Pemudaran budaya yang diakibatkan oleh kolonialisasi telah menjadikan banyak masyarakat dunia kehilangan identitas asli sebagai suatu bangsa. Terjadi dilema dalam suatu negara untuk menentukan identitas mana yang hendak dijadikan sebagai bagian dari budaya mereka. Hal tersebut terjadi pada berbagai negara dunia ketiga yang menjadi bekas koloni dari bangsa Barat. Poskolonialisme merespon tindakan tersebut dengan refleksi kritis terhadap sikap yang dilakukan bangsa Eropa. Dalam menganalisis tentang kolonialisme ini, aksiologi berusaha menganalisis dan mengevaluasi legitimasi moral dari dominasi yang terjadi dalam kolonialisme. Selain itu, pemikiran kritis yang melibatkan pemahaman umum dari Filsafat telah membantu memahami konsekuensi etis dan dampak sosial dari kolonialisme.

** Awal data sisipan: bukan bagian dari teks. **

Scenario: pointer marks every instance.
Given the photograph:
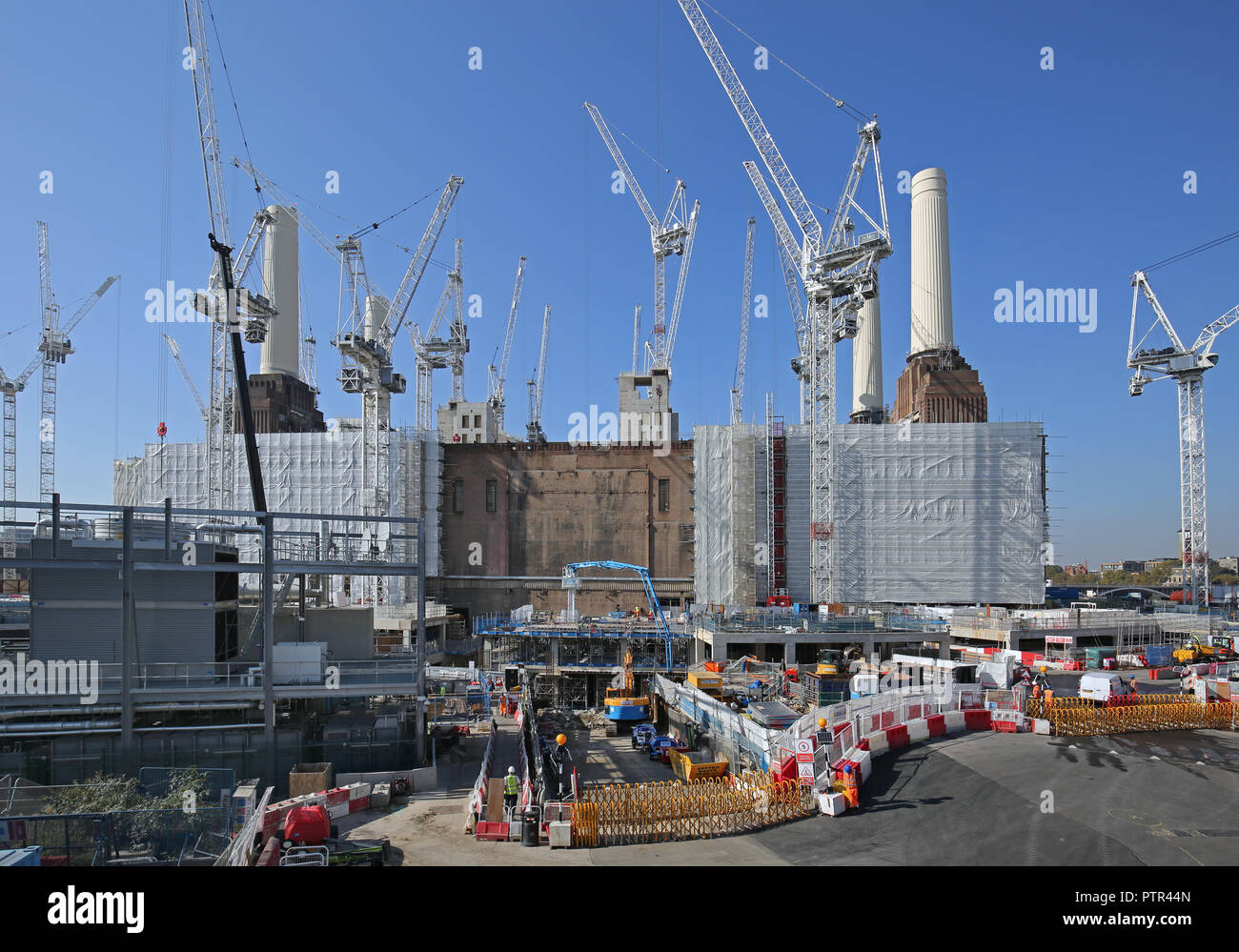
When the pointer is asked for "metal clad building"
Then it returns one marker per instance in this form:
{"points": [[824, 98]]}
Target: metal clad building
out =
{"points": [[74, 614]]}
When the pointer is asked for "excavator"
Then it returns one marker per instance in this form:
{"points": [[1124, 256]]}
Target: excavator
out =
{"points": [[1196, 650]]}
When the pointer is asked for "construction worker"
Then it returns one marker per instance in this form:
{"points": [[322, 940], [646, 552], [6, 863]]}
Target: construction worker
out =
{"points": [[1040, 683], [511, 790], [851, 787], [561, 766]]}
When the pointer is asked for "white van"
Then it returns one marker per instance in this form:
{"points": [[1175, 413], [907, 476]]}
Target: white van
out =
{"points": [[1102, 687]]}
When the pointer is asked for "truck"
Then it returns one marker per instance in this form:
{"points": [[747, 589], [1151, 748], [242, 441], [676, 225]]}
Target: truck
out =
{"points": [[308, 833], [640, 736], [660, 742], [1101, 687]]}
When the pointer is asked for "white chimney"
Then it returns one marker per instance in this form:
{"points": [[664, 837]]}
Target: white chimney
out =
{"points": [[280, 280], [930, 263], [867, 358]]}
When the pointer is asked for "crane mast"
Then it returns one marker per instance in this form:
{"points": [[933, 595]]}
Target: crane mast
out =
{"points": [[254, 309], [364, 337], [636, 336], [788, 255], [498, 375], [54, 346], [1186, 366], [537, 384], [458, 330], [221, 421], [738, 390], [839, 272], [672, 234]]}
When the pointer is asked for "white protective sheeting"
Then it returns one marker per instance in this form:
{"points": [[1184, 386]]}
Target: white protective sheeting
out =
{"points": [[940, 512], [723, 498]]}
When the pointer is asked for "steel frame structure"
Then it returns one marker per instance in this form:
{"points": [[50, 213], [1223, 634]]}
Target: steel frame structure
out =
{"points": [[246, 523]]}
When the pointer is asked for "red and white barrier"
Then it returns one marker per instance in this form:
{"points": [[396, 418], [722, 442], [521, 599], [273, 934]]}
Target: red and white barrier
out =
{"points": [[895, 737]]}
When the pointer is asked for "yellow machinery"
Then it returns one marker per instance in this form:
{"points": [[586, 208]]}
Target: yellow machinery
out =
{"points": [[623, 703], [1196, 650], [686, 766]]}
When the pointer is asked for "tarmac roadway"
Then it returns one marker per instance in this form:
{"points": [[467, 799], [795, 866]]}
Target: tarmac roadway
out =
{"points": [[983, 799]]}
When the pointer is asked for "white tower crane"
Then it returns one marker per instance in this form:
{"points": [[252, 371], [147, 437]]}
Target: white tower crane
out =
{"points": [[458, 330], [432, 351], [364, 338], [222, 413], [1186, 366], [54, 346], [789, 255], [534, 432], [673, 234], [498, 375], [839, 273], [185, 372], [636, 336], [738, 390]]}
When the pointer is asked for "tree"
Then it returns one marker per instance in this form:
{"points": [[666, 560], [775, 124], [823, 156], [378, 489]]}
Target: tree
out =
{"points": [[140, 820]]}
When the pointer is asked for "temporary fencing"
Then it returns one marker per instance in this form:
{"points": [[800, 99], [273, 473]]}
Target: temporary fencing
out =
{"points": [[769, 748], [624, 813], [1081, 717], [477, 799]]}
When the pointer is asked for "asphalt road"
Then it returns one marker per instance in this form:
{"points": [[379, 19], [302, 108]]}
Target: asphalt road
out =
{"points": [[978, 800], [982, 799]]}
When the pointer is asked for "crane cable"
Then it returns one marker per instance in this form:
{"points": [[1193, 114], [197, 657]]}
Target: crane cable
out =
{"points": [[363, 228], [839, 103], [1189, 252], [232, 95]]}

Dalam kesimpulannya, pemikiran poskolonialisme memiliki relevansi yang signifikan terhadap sudut pandang aksiologi. Perspektif poskolonialisme yang menentang bekas-bekas kolonialisasi yang dilakukan oleh negara Barat sejalan dengan cara berpikir yang ditawarkan dalam aksiologi ilmu. Aksiologi disini digunakan dalam menyoroti nilai-nilai, moralitas dan etika yang dijalankan oleh bangsa Eropa. Dengan menggunakan prinsip-prinsip aksiologi yang digabungkan dengan analisis filsafat, penggunaan sikap kritis dapat membantu dalam memandang kolonialisme secara fundamental dan mendorong perubahan sosial yang lebih baik.